Repercussões da Detenção

A detenção de Flegel provocou uma onda de interesse internacional, com o governo da Alemanha enviando mensagens diplomáticas a Buenos Aires. Apesar da confusão, a polícia argentina logo percebeu que Flegel não poderia ser Bormann, já que ele tinha 48 anos e o oficial nazista, 60. O ministro do Interior, Alfredo Vitolo, confirmou que Flegel estava no país desde 1931.

Após uma semana de notoriedade, Flegel foi libertado em 30 de setembro de 1960. Ele retornou à sua rotina como encarregado de depósito em uma empresa de Buenos Aires. Em sua declaração, afirmou que não tinha vínculos com o regime nazista e que sua vida era dedicada ao trabalho.

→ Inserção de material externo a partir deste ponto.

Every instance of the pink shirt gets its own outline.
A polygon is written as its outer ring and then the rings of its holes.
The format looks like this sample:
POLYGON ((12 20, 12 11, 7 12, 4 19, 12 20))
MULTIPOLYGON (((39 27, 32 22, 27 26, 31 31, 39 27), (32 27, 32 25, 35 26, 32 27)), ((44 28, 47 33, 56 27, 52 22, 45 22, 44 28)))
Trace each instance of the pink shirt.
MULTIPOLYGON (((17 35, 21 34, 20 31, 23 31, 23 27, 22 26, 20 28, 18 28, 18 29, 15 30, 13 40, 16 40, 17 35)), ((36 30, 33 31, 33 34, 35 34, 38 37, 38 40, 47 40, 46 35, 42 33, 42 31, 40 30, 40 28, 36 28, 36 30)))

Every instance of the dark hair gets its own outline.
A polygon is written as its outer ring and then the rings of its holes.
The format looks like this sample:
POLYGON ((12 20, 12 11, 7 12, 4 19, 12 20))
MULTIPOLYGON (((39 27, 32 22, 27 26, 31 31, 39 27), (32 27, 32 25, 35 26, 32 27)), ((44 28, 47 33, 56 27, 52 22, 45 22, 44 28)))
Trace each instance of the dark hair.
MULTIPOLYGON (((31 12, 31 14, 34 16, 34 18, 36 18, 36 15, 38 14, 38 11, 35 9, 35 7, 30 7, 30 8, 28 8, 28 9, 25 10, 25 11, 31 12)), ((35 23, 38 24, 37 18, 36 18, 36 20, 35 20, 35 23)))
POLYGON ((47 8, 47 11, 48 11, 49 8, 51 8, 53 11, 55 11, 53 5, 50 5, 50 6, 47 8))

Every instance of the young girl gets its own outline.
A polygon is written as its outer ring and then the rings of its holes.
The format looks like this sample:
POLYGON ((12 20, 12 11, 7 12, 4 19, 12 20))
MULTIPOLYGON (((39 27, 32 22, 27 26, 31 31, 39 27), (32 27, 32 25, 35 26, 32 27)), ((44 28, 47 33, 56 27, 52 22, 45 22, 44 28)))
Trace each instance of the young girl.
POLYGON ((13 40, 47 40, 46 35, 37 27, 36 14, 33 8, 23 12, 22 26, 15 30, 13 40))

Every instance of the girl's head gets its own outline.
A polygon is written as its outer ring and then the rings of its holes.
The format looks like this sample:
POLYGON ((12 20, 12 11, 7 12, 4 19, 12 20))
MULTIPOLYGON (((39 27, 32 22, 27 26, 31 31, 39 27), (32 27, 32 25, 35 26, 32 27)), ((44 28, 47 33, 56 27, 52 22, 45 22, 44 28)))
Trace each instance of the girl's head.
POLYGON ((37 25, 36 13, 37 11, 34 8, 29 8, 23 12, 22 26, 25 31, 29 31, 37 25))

A história de Flegel ilustra como a busca por nazistas na Argentina gerou confusões e repercussões políticas, destacando a fragilidade das informações que circulavam na época. A detenção, embora infundada, colocou o governo argentino sob os holofotes internacionais, revelando a complexidade do legado nazista na América do Sul.